Innate immunemodulator containing adjuvant formulated HA based vaccine protects mice from lethal infection of highly pathogenic avian influenza H5N1 virus

The highly pathogenic avian influenza (HPAI) H5N1 viruses and their spillover into the human population pose substantial economic and public health threats. Although antiviral drugs have some effect in treating influenza infection, vaccination is still the most effective intervention to prevent possible pandemic outbreaks. We have developed a novel H5 influenza vaccine to improve the world's pandemic preparedness. We produced a hemagglutinin (HA) of HPAI H5N1 virus A/Alberta/01/2014 (AB14) using both mammalian (m) and bacterial (b) expression systems.
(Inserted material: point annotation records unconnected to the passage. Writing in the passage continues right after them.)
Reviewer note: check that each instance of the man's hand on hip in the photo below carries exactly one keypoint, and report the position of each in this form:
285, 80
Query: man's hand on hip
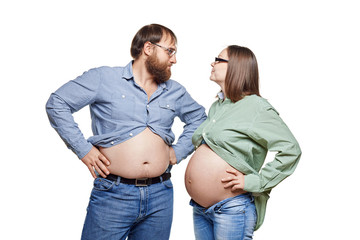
172, 156
95, 160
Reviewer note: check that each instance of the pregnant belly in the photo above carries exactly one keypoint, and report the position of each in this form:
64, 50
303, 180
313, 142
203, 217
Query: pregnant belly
203, 177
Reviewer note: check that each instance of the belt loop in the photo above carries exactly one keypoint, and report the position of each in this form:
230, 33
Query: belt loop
118, 180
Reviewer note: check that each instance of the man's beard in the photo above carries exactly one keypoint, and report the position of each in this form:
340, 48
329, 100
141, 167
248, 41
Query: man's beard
158, 70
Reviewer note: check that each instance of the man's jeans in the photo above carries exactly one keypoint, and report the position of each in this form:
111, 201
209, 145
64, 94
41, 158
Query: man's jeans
230, 219
118, 210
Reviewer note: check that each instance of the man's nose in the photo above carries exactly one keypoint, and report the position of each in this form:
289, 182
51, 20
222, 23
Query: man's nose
173, 59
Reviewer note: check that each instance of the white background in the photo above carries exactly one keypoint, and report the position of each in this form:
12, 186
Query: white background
308, 55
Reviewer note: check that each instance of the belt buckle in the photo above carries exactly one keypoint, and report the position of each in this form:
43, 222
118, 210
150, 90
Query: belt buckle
141, 182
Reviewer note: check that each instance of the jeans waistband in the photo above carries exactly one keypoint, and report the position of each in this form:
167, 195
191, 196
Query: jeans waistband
140, 182
246, 196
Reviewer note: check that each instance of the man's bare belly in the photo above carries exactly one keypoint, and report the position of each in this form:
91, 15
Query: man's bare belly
203, 177
145, 155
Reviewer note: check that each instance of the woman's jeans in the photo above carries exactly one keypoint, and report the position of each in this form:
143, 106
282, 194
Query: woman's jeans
230, 219
117, 210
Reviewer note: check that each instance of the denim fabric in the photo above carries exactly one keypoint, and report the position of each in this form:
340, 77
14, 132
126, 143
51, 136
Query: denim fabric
120, 110
231, 219
118, 210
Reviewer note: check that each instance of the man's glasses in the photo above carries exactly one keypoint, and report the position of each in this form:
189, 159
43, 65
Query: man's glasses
218, 60
171, 52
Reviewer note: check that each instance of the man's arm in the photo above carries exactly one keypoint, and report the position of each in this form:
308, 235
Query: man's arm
192, 114
68, 99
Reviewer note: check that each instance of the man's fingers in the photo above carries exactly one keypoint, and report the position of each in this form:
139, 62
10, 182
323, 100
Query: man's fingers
104, 160
232, 171
91, 171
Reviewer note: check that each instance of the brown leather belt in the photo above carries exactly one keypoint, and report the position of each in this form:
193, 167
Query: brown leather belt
140, 182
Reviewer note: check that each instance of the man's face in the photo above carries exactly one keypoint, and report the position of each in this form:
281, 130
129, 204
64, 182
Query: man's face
159, 62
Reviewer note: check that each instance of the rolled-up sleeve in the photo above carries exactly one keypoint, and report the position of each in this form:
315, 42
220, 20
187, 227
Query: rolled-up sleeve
192, 114
68, 99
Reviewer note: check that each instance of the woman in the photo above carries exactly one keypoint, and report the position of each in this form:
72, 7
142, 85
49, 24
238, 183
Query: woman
225, 177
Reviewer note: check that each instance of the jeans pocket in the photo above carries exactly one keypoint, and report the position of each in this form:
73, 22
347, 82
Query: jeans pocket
231, 208
167, 183
102, 184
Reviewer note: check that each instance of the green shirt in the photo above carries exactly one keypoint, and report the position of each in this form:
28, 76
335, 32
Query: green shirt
242, 133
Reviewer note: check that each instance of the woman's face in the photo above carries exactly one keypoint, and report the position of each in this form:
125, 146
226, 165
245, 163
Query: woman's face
219, 68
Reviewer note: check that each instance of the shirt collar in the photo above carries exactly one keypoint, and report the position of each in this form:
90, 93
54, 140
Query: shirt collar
221, 95
128, 74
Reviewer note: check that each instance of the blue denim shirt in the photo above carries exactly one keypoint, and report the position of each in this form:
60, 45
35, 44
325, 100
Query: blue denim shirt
120, 110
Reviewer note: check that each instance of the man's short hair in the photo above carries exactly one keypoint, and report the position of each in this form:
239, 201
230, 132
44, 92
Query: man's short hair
152, 33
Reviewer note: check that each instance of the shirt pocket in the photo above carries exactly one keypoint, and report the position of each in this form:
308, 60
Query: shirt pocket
122, 107
167, 112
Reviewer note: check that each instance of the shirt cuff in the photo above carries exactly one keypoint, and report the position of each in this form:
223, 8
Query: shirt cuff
83, 150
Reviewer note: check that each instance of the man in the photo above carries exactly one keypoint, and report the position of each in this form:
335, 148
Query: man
131, 153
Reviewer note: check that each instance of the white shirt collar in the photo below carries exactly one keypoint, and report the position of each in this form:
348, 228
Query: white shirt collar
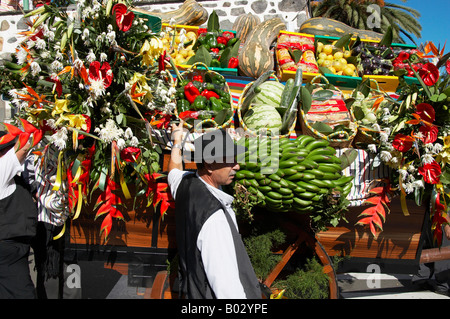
225, 198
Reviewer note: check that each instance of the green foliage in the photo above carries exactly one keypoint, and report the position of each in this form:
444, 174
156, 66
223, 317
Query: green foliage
259, 249
307, 283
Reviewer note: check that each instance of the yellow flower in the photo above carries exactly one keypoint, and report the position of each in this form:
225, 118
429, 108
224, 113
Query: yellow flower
444, 156
151, 51
60, 106
141, 86
77, 121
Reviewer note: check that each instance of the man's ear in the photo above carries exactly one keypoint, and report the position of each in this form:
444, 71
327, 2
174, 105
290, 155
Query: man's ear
209, 167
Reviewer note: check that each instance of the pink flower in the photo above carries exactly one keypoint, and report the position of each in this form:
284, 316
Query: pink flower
102, 72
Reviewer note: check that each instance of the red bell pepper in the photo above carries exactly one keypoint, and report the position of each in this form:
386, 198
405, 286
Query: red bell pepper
233, 63
208, 94
191, 92
198, 78
222, 40
229, 35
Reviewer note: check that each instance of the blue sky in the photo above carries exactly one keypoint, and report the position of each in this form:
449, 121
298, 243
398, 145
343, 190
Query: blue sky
435, 15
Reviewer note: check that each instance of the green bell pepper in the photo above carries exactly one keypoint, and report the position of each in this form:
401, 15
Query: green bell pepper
218, 79
215, 63
200, 103
183, 105
216, 104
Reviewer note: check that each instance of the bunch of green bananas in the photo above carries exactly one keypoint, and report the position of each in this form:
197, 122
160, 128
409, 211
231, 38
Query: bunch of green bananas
297, 176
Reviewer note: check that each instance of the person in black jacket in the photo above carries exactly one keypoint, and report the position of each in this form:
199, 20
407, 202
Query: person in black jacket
213, 261
18, 219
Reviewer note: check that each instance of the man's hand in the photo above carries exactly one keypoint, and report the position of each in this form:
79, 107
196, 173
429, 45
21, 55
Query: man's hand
177, 132
176, 157
22, 152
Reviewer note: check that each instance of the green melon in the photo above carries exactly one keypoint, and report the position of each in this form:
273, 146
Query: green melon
270, 94
262, 116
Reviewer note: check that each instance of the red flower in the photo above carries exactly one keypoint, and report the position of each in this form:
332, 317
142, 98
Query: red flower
103, 72
229, 35
124, 19
57, 86
88, 126
429, 133
402, 142
426, 112
430, 172
130, 154
429, 74
438, 220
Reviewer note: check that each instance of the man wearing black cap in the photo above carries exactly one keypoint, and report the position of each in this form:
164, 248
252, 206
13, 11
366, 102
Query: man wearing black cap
213, 261
18, 218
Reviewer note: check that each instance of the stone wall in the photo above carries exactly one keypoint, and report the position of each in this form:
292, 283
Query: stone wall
293, 12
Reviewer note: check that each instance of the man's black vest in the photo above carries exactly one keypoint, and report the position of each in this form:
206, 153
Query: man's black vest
18, 213
194, 205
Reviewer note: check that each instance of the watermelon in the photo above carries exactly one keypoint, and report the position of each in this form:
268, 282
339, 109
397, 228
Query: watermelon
270, 94
262, 116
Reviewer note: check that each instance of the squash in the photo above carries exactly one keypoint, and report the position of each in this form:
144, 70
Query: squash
255, 56
334, 28
244, 24
262, 116
189, 13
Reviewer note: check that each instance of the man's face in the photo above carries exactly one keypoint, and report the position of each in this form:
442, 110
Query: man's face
223, 173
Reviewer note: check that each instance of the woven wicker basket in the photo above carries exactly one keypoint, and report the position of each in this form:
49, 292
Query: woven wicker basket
339, 139
264, 132
209, 124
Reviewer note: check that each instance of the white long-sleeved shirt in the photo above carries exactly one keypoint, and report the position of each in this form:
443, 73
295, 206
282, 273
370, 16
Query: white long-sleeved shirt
9, 167
215, 242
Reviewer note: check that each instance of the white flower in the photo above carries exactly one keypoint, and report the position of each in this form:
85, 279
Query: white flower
60, 138
45, 54
128, 133
134, 141
110, 132
56, 66
427, 159
409, 188
97, 87
40, 44
91, 56
384, 137
403, 173
35, 68
21, 56
437, 148
418, 183
121, 143
51, 124
111, 36
385, 156
372, 148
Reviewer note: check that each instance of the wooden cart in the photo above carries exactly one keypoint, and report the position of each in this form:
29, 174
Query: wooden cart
141, 246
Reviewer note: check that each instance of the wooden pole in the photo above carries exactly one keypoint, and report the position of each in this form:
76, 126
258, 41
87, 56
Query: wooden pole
435, 254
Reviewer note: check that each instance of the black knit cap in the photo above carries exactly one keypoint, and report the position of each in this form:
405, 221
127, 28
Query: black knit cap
7, 145
216, 146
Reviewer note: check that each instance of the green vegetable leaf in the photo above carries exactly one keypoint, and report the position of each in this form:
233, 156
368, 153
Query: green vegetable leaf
306, 99
213, 22
348, 157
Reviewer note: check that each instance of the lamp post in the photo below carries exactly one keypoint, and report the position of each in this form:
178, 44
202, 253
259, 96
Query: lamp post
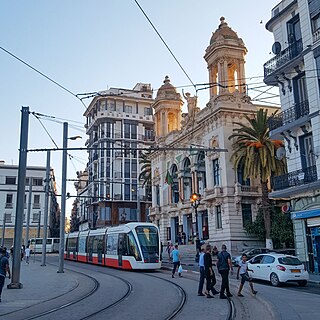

The purified recombinant proteins were formulated with a proprietary adjuvant (TriAdj) and their efficacy as vaccine candidates was evaluated in mice. Intramuscular delivery of two doses of TriAdj formulated mammalian expressed HA (m-HA/TriAdj) was shown to provide full protection against a lethal challenge of AB14 in mice. In contrast, bacterially expressed HA with TriAdj (b-HA/TriAdj), b-HA without adjuvant, and m-HA without adjuvant resulted in no protection in immunized mice. Furthermore, m-HA/TriAdj elicited significantly higher levels of balanced Th1 and Th2 responses and neutralizing antibody titres. All the mice in the m-HA/TriAdj group survived a lethal AB14 H5N1 challenge and showed no signs of disease or infection as demonstrated by no loss of body weight or detectable virus in the lungs. Our results suggest that m-HA formulated with TriAdj has potential to protect against pandemic H5N1 in the event of its cross over to the human host.